The hilt of the blade appears to be decorated with a cursive initial, but the letter itself is shadowed and indistinguishable in the dark.
She stares down at it, aghast as the blade sinks deeper and deeper yet.
Pushed in by an invisible hand, frighteningly close to my own skin.
Her thin, featherlight brows lift in terror, and her mouth gapes like a fish on dry land.
I make a soft noise in the back of my throat.
The start of a question. The rest of it dies on my tongue.
I clatter around for the lamp on the bedside table, unsure if I want to see this woman—this ghost—in full, horrifying detail but knowing I can’t face anything in the dark. Yellow light floods the room, chasing her image away like a sputter of smoke.
With a cupped hand to my mouth, I muffle my scream before it can fully leave my chest. Birdie is still blissfully asleep on the opposite end of the room, her arms flung up to the headboard and her chest rising and falling in measured beats.
I could wake her. I should wake her. Except when I open my mouth again to call out her name, nothing comes out.
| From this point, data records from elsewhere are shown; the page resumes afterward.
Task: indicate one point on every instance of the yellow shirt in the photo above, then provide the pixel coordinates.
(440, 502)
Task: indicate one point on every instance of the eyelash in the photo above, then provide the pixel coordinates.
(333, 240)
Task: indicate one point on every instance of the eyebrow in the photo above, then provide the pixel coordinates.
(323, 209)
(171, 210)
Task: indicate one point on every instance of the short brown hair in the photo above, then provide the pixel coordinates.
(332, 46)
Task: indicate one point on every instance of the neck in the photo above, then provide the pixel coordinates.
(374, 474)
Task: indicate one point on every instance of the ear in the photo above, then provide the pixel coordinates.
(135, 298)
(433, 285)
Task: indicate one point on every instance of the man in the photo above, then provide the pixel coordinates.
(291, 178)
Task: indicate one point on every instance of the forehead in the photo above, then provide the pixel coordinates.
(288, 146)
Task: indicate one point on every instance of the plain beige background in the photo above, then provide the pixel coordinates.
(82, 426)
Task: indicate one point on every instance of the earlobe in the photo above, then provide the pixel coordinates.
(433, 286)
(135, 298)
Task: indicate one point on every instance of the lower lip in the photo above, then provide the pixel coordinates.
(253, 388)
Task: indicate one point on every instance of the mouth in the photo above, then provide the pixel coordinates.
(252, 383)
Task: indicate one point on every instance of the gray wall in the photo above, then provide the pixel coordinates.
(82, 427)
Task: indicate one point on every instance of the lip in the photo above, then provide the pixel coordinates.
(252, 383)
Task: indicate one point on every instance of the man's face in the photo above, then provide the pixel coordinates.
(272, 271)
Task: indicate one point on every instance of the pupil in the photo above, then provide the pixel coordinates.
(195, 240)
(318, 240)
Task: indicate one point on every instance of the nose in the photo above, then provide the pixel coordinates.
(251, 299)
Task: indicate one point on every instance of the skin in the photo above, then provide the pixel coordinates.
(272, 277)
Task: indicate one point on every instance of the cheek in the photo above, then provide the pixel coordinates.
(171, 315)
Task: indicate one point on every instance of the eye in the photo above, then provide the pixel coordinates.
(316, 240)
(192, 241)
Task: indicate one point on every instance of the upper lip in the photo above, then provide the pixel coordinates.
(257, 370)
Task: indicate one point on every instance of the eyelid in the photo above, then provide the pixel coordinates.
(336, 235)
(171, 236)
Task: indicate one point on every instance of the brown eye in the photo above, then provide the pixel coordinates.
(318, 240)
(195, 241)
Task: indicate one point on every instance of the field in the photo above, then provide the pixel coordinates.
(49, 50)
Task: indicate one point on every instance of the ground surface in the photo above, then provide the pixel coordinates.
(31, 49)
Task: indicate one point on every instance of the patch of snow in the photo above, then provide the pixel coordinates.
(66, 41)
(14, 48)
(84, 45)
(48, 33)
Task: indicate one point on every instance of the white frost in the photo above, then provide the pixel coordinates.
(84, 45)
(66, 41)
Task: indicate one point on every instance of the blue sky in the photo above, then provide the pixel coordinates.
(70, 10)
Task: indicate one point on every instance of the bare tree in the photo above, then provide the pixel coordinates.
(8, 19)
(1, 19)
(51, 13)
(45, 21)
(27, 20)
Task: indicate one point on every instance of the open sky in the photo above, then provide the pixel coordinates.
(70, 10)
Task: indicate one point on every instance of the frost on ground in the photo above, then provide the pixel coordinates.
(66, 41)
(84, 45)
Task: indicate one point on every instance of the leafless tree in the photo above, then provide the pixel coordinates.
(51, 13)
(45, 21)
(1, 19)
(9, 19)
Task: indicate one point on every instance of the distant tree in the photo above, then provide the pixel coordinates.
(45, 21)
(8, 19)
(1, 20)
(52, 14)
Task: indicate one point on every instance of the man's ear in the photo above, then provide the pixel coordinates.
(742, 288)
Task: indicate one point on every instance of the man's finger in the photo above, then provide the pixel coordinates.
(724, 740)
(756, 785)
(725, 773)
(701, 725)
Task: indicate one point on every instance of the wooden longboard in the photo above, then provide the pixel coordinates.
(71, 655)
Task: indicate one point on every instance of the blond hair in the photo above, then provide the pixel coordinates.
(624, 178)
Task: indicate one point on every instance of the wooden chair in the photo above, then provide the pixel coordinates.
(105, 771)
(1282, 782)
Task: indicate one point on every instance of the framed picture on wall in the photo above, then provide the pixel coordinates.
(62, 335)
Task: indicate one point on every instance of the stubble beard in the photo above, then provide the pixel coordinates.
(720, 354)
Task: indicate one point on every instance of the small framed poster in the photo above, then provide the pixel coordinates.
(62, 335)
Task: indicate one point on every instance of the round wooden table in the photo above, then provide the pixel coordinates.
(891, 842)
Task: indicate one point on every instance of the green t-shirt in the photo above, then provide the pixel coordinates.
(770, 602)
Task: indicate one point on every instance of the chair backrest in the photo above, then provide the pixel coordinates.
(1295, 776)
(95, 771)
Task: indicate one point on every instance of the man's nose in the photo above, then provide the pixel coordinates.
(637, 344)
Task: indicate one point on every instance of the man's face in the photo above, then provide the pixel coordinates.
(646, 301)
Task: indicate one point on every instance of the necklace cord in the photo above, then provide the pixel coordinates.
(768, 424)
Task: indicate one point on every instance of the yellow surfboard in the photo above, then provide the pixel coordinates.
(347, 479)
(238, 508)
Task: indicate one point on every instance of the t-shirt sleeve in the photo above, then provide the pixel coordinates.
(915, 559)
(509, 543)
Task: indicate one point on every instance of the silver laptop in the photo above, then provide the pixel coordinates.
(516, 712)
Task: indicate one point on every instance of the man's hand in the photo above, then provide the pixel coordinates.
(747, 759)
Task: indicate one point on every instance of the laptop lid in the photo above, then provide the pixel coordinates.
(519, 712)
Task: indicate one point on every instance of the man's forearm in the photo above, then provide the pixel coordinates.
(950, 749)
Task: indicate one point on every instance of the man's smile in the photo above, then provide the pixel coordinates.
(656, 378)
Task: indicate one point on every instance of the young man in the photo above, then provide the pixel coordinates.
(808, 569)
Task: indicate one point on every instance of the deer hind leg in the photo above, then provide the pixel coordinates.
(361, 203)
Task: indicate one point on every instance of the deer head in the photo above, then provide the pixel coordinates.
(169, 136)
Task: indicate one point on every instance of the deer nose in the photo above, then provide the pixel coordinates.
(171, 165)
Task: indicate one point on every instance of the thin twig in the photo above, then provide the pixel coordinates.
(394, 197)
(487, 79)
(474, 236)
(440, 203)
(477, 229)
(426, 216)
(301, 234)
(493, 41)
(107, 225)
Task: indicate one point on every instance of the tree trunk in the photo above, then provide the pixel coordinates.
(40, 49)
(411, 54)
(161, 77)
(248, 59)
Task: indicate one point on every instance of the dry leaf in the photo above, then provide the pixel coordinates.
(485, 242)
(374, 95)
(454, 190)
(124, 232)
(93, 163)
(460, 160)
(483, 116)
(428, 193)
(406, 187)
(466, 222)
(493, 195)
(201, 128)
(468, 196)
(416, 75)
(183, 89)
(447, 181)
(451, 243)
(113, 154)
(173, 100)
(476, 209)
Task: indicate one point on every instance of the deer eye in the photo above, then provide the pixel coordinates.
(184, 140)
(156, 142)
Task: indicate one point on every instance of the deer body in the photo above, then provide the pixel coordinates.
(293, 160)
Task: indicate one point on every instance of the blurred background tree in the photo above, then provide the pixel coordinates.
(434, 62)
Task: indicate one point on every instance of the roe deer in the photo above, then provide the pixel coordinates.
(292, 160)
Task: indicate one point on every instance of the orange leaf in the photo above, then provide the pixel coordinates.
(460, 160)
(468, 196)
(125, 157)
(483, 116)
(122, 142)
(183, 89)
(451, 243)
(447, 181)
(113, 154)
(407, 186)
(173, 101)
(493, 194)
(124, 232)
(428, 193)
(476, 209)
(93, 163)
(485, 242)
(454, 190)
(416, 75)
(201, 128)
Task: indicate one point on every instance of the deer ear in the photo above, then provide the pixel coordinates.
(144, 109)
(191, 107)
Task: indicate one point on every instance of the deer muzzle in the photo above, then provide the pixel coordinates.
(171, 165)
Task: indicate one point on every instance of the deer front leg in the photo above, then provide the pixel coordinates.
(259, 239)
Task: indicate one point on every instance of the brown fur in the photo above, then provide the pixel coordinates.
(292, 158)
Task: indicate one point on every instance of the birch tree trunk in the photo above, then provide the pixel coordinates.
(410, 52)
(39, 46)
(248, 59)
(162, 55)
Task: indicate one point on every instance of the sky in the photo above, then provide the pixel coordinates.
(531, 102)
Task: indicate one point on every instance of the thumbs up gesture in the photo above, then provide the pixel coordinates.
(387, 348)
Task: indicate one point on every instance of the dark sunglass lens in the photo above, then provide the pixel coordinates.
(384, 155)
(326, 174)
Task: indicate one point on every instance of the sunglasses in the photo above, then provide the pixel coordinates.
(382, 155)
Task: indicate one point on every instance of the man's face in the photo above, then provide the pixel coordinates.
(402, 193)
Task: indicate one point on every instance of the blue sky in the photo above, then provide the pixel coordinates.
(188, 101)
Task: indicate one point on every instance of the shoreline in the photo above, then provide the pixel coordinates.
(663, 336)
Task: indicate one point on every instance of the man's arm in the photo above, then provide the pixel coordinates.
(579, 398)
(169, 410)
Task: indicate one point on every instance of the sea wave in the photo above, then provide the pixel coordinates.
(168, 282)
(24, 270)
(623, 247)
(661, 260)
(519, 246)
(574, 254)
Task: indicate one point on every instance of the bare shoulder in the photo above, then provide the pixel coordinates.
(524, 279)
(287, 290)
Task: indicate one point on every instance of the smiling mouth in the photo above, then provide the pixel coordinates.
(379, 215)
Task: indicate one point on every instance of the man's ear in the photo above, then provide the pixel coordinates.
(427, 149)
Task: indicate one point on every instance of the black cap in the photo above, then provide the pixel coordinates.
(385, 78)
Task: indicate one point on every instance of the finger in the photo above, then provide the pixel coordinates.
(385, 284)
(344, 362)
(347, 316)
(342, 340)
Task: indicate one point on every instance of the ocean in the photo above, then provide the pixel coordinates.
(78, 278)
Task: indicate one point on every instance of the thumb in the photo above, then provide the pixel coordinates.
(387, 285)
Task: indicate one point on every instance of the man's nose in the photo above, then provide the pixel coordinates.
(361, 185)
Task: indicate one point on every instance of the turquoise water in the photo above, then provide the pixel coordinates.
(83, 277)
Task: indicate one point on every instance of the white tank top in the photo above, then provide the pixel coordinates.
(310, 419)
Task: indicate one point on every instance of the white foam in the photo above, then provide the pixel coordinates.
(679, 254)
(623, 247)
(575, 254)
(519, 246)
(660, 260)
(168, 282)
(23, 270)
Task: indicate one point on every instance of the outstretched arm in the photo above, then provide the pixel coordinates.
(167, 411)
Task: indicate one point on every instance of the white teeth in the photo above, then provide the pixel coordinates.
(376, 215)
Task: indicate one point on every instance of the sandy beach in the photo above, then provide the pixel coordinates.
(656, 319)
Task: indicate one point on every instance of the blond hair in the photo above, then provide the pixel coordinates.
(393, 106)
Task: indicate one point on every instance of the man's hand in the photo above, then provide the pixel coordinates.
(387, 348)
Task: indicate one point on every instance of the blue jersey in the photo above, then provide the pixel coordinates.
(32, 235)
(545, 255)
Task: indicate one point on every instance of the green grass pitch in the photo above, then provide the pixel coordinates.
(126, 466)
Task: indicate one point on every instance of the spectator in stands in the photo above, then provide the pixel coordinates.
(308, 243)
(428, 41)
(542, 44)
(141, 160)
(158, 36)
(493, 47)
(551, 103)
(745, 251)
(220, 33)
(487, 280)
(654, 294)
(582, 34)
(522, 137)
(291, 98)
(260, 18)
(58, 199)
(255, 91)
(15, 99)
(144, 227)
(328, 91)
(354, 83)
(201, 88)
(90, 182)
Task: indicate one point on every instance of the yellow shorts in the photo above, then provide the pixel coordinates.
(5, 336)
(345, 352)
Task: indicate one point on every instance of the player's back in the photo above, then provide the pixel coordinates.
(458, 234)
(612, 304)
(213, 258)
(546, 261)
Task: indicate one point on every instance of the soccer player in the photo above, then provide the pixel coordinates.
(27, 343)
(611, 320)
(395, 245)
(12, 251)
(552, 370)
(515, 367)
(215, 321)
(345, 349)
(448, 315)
Panic has robbed the air from my lungs and buried this room several feet under. I’m left with a pocket of air, each shallow gasp depleting the oxygen further. I breathe in what I can, and it’s as unpleasant as a mouthful of soil, heavy and dry on my tongue.
I need to get the hell out of here. Logically, I know I’m not buried alive, but my nails are seconds from clawing at the walls, splintering my fingers down to jagged stubs of plaster and paint.